There were 236 households, out of which 30.9% had children under the age of 18 living with them, 67.4% were married couples living together, 7.6% had a female householder with no husband present, and 20.3% were non-families. 14.4% of all households were made up of individuals, and 5.5% had someone living alone who was 65 years of age or older.
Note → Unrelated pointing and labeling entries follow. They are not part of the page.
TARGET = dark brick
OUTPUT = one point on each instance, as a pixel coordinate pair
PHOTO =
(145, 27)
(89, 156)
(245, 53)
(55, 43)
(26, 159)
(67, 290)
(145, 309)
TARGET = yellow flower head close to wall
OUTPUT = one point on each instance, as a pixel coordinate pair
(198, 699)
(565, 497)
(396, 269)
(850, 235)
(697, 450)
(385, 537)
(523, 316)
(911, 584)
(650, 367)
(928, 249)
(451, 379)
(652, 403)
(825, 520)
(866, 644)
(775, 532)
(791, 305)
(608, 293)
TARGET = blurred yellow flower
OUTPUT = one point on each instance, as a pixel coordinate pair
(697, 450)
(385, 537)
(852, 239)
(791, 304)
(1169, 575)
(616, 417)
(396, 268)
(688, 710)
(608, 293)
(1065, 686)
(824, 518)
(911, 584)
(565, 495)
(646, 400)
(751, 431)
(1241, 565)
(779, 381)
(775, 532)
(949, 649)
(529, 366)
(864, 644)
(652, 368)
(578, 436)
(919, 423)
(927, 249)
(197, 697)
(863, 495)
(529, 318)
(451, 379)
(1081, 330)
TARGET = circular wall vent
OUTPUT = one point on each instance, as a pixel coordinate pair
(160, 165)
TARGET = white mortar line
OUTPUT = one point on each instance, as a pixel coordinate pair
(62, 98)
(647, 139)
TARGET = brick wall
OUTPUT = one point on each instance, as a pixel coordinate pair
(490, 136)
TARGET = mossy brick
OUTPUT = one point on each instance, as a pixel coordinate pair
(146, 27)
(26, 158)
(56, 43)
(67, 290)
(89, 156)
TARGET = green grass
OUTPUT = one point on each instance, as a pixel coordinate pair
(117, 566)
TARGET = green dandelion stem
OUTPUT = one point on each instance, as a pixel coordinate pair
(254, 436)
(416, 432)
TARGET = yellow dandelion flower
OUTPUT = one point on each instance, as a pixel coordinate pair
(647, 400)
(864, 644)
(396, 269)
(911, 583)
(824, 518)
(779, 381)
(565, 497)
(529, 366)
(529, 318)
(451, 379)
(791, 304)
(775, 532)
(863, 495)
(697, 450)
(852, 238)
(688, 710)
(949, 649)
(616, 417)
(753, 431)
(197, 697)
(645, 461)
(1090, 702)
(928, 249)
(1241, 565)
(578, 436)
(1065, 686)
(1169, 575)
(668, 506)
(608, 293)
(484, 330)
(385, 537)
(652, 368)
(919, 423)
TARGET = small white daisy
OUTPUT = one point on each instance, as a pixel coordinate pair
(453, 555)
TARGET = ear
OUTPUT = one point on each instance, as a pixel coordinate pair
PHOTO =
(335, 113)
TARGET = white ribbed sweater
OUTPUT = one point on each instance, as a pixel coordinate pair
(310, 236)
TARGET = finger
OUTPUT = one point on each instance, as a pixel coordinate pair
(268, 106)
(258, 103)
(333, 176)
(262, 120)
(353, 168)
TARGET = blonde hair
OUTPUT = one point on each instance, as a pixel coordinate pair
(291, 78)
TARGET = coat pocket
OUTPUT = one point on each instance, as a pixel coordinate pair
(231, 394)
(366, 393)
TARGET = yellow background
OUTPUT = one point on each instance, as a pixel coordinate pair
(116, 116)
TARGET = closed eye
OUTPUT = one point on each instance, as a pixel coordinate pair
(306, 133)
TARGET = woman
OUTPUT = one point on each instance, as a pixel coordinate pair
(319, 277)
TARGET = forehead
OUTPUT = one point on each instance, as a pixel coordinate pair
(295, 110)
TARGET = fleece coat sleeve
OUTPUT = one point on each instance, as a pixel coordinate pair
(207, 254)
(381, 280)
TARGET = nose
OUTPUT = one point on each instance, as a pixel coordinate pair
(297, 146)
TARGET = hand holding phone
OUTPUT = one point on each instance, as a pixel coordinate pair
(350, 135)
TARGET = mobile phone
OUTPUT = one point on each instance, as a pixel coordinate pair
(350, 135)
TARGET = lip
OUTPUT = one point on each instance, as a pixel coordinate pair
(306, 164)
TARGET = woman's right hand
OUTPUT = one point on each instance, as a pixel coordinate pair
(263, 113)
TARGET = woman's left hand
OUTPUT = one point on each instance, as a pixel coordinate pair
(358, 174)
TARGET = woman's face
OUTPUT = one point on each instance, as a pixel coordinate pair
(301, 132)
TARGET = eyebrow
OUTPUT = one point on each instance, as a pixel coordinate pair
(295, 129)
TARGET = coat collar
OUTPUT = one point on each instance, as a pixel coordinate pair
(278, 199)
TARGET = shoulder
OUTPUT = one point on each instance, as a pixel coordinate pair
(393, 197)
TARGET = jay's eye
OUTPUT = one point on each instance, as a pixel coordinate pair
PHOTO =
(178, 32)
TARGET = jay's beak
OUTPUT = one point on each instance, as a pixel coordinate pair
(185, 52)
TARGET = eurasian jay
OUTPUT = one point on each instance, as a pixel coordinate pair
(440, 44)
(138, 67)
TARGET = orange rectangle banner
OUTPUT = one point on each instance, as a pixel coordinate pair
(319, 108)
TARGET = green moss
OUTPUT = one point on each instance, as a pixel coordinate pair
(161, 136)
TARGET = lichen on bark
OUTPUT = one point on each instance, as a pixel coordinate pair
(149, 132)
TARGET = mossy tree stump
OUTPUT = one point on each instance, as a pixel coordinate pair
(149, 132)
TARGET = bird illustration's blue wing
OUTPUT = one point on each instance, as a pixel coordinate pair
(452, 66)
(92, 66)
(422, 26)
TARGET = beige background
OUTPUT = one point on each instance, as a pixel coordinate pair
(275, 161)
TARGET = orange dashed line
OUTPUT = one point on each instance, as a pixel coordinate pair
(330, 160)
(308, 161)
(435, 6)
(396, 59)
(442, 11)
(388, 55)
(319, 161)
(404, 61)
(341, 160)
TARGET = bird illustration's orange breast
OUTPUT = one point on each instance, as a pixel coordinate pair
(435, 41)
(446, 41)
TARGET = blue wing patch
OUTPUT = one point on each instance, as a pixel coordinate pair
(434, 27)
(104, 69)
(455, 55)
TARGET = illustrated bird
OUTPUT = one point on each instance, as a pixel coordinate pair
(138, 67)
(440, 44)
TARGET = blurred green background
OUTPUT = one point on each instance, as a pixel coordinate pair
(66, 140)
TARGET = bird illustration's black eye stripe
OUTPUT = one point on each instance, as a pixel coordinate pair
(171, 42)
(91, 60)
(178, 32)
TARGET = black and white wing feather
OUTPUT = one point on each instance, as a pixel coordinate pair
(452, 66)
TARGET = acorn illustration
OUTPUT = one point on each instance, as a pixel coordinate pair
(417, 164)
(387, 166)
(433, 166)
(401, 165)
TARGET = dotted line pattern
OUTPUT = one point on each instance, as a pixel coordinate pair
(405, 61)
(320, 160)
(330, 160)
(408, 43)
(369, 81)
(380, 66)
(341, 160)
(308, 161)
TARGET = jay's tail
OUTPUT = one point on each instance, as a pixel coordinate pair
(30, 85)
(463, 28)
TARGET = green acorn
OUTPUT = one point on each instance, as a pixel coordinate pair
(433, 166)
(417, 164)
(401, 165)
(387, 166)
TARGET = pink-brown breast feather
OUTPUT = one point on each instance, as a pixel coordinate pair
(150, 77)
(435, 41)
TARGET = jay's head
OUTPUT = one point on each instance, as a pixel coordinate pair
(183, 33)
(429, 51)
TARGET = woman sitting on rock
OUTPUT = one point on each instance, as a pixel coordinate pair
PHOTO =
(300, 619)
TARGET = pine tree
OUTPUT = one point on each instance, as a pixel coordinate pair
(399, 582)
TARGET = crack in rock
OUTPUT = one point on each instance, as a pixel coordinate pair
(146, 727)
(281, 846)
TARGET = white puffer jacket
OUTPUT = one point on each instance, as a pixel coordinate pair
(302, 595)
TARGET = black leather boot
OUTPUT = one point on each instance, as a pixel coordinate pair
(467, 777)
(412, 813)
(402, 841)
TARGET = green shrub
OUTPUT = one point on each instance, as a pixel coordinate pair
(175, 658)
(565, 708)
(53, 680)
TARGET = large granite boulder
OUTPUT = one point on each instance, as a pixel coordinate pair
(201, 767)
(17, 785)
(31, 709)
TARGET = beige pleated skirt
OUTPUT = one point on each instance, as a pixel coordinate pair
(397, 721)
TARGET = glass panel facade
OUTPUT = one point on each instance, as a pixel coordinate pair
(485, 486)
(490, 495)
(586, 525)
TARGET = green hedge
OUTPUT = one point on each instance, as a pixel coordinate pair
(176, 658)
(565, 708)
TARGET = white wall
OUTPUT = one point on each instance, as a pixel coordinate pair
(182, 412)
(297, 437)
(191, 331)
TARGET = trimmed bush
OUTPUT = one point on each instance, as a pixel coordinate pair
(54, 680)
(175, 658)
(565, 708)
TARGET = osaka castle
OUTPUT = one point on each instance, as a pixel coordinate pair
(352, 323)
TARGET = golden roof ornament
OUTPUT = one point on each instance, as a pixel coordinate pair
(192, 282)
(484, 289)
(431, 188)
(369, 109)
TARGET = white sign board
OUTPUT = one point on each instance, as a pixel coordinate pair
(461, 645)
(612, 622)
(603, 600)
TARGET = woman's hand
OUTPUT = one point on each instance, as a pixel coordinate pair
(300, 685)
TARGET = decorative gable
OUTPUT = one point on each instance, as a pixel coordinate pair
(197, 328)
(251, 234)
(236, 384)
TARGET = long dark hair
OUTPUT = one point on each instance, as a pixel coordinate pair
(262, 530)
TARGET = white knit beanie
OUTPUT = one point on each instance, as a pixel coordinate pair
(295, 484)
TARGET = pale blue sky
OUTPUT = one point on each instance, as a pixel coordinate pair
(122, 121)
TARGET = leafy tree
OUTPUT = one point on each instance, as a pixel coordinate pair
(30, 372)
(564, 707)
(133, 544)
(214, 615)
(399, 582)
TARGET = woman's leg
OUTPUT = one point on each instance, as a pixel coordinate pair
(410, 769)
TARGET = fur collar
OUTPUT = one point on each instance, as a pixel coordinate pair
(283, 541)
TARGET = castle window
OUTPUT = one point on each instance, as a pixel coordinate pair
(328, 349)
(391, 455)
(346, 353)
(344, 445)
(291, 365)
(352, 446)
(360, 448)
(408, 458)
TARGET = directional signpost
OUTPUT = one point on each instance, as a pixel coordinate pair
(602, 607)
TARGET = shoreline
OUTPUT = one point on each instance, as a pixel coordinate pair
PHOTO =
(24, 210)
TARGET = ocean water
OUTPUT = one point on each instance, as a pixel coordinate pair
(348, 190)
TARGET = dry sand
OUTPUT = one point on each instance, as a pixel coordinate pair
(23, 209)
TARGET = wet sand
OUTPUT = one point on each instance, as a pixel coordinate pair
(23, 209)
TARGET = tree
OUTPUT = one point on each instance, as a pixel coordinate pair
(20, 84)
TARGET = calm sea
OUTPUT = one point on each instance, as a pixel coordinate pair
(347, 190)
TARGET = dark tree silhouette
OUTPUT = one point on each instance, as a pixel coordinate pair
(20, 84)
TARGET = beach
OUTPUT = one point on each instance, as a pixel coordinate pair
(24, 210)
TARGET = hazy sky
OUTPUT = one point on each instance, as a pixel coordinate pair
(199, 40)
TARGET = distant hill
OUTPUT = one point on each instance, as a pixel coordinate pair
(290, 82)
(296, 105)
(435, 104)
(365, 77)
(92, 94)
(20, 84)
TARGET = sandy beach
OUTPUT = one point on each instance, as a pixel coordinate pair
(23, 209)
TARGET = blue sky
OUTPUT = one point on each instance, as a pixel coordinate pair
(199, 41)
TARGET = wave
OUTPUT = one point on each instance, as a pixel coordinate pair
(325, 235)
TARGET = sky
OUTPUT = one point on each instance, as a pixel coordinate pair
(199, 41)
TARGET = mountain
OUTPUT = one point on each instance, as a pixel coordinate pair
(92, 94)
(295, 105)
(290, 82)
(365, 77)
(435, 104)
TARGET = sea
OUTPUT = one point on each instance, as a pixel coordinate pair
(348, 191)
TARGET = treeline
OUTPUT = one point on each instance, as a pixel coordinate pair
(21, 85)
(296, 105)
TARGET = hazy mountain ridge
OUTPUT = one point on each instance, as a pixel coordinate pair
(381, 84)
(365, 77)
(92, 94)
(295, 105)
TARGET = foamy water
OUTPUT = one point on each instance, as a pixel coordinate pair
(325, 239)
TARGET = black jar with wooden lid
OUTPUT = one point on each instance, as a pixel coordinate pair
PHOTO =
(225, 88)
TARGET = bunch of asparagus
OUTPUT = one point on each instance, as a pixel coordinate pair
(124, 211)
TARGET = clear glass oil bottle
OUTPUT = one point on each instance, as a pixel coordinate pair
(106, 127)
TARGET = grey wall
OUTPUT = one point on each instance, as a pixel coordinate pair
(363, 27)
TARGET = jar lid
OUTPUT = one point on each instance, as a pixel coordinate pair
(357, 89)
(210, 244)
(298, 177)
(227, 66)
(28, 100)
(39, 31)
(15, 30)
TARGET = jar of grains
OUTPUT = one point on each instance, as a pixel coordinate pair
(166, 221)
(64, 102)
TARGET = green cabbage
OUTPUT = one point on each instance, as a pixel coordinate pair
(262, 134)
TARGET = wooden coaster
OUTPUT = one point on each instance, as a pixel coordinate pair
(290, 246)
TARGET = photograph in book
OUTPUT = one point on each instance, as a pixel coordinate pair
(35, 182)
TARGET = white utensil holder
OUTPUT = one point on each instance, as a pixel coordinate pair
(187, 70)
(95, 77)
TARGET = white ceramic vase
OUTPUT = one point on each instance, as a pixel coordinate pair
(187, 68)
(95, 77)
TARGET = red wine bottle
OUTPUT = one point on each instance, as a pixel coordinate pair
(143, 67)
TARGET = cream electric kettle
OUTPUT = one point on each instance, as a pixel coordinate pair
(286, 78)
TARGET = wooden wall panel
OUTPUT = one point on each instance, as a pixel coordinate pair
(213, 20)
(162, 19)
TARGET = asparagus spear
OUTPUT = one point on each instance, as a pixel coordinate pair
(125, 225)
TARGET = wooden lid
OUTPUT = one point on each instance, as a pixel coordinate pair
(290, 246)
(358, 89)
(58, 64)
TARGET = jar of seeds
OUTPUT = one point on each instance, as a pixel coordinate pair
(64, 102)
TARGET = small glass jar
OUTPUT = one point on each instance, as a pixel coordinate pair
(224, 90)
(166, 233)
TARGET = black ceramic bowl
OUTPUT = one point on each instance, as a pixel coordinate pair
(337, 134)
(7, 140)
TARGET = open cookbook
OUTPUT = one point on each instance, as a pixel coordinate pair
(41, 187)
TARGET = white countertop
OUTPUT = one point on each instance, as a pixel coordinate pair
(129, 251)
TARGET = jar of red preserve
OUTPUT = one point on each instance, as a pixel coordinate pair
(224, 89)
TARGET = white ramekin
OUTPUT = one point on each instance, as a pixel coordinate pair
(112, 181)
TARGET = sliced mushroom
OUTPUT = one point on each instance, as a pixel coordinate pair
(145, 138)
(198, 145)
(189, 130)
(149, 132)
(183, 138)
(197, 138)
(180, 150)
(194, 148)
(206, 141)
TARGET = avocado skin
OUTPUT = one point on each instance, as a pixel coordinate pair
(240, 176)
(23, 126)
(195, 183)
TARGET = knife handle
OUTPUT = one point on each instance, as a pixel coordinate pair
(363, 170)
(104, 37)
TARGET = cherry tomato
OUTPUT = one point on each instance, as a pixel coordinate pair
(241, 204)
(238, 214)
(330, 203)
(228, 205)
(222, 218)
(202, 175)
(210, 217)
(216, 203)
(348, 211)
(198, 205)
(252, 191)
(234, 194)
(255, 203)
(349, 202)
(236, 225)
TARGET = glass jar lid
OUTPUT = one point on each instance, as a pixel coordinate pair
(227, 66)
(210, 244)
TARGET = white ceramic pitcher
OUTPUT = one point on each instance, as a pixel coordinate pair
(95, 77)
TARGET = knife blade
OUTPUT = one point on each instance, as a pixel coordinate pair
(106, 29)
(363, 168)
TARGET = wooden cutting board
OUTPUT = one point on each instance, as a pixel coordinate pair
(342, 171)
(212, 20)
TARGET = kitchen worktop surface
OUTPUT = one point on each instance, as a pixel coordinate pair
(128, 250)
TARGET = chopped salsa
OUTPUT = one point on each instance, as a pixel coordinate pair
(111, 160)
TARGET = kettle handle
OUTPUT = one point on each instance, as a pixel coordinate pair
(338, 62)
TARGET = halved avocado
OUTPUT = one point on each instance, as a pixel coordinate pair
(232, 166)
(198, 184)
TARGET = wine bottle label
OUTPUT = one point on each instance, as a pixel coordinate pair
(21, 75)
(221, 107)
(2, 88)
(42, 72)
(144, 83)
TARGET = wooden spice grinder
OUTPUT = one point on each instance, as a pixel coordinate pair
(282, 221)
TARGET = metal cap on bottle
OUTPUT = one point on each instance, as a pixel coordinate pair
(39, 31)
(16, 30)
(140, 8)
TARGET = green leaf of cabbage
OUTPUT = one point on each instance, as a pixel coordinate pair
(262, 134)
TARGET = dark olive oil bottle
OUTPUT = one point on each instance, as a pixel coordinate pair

The average household size was 2.65 and the average family size was 2.90.

In the township, the population was spread out, with 25.6% under the age of 18, 6.2% from 18 to 24, 27.2% from 25 to 44, 28.6% from 45 to 64, and 12.5% who were 65 years of age or older. The median age was 39 years. For every 100 females, there were 99.1 males. For every 100 females age 18 and over, there were 94.6 males.

The median income for a household in the township was $40,909, and the median income for a family was $46,375. Males had a median income of $36,375 versus $20,694 for females. The per capita income for the township was $16,712. About 5.1% of families and 8.3% of the population were below the poverty line, including 7.9% of those under age 18 and 3.9% of those age 65 or over.

==Transportation==
The Rhinelander-Oneida County Airport (KRHI) serves the Town of Stella, the county and surrounding communities with both scheduled commercial jet service and general aviation services.